Q3. What are the effects of polluted water on human health?

Drinking or even bathing in polluted water can cause cholera, typhoid, dysentery, hepatitis A, and diarrhoea. Long-term exposure to heavy metals like arsenic and fluoride leads to neurological damage, kidney failure, skeletal fluorosis, and developmental disorders.

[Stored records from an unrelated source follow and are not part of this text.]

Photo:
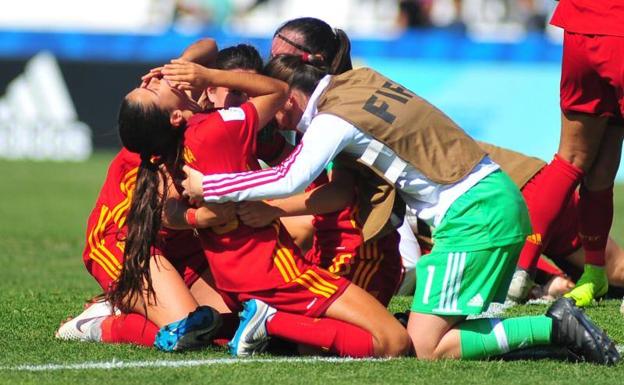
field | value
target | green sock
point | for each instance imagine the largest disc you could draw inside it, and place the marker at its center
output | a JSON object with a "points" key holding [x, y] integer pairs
{"points": [[487, 337]]}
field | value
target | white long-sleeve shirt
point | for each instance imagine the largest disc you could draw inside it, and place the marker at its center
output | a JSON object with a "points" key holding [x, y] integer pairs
{"points": [[325, 136]]}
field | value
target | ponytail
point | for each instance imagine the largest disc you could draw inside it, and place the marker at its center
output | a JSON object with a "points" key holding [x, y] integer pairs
{"points": [[315, 37], [298, 73], [342, 59], [147, 131]]}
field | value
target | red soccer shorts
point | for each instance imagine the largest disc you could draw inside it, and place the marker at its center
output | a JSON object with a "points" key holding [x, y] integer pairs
{"points": [[375, 266], [105, 260], [309, 294], [592, 75]]}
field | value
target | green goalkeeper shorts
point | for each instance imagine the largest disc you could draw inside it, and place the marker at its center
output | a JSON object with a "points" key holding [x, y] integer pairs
{"points": [[475, 250]]}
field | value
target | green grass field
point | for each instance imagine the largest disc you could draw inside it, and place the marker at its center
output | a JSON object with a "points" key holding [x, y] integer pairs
{"points": [[43, 212]]}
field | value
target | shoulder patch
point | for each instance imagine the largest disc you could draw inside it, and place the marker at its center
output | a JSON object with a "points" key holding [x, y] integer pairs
{"points": [[235, 113]]}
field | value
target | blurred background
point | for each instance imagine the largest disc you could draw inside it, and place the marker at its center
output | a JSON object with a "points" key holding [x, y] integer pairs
{"points": [[492, 65]]}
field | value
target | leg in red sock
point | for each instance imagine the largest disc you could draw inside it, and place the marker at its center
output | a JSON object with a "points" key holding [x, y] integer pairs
{"points": [[328, 334], [129, 329], [595, 219], [546, 195]]}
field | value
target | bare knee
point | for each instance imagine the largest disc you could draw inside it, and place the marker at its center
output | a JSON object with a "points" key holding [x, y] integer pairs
{"points": [[391, 342]]}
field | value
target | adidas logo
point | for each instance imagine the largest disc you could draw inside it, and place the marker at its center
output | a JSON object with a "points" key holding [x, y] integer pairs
{"points": [[476, 301], [38, 119], [535, 238]]}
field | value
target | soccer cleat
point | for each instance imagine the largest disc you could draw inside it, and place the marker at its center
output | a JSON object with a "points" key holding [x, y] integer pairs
{"points": [[573, 329], [86, 325], [592, 284], [520, 286], [402, 317], [195, 331], [251, 337]]}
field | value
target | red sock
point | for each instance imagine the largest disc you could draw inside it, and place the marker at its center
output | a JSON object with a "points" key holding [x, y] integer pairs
{"points": [[547, 195], [331, 335], [548, 268], [227, 330], [129, 329], [595, 219]]}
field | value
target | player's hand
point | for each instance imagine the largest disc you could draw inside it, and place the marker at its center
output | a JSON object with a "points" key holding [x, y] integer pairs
{"points": [[257, 213], [154, 73], [592, 284], [192, 185], [215, 214], [188, 76]]}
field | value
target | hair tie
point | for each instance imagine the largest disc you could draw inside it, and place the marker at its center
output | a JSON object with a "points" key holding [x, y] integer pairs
{"points": [[146, 162]]}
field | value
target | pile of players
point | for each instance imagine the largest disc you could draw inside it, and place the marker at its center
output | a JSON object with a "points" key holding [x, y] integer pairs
{"points": [[307, 248]]}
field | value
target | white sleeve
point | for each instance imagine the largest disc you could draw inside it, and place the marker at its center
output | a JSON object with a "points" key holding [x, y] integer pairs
{"points": [[326, 136]]}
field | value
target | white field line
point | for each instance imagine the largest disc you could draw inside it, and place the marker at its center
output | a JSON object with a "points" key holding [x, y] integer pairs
{"points": [[115, 364]]}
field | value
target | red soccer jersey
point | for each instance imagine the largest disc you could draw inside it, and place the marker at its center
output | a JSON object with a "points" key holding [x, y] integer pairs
{"points": [[590, 17], [106, 230], [242, 258]]}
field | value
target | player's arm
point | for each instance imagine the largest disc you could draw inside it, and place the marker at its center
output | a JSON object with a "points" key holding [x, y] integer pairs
{"points": [[179, 215], [203, 52], [326, 136], [328, 198], [268, 94]]}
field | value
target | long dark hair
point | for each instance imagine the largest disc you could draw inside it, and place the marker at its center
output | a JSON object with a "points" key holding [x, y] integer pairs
{"points": [[319, 38], [241, 56], [299, 73], [146, 130]]}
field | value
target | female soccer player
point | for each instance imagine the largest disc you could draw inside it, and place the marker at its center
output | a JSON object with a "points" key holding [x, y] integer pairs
{"points": [[107, 229], [564, 246], [339, 244], [590, 146], [258, 267], [479, 216]]}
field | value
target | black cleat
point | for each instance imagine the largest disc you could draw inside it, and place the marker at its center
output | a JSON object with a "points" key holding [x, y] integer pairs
{"points": [[575, 331]]}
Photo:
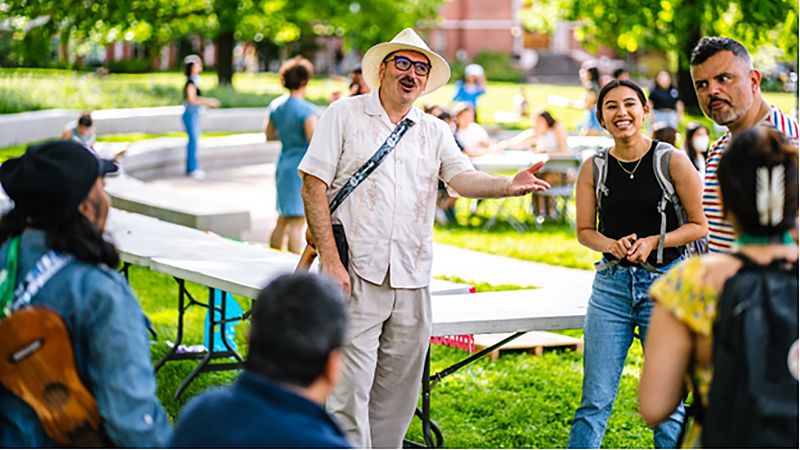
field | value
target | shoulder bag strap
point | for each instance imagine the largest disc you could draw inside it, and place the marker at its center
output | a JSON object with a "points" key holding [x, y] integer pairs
{"points": [[47, 266], [372, 164]]}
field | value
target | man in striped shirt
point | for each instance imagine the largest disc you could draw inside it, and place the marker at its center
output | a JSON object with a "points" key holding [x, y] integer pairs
{"points": [[729, 91]]}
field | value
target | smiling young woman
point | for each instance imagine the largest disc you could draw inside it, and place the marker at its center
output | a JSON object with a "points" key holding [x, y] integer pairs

Contaminated water is linked to roughly 80% of stomach illnesses in India.

Q4. How can water pollution be controlled in India?

Control requires action on multiple fronts: mandatory installation of ETPs in industries, expansion of municipal STP capacity, strict enforcement of ZLD norms, sustainable agricultural practices, better solid waste management, and community awareness. Government programmes like Namami Gange and Jal Jeevan Mission are important, but private sector compliance and innovation are equally essential.

Q5. What are industrial solutions for water pollution?

The three most important industrial solutions are: (1) Effluent Treatment Plants (ETPs), which treat wastewater before discharge; (2) Sewage Treatment Plants (STPs), for domestic and mixed wastewater; and (3) Zero Liquid Discharge (ZLD) systems, which recycle all effluent within the plant, eliminating river discharge entirely. These systems are now mandated by the NGT and CPCB for many industrial categories.

Q6. Is groundwater also polluted in India?

Yes  and the scale is alarming. India is the world's largest consumer of groundwater, and the Central Ground Water Board's 2024 report found dangerous levels of nitrates, fluoride, arsenic, and uranium across multiple states. Fluoride contamination alone affects over 60 million people in 21 states. Arsenic pollution is severe in West Bengal and Bihar.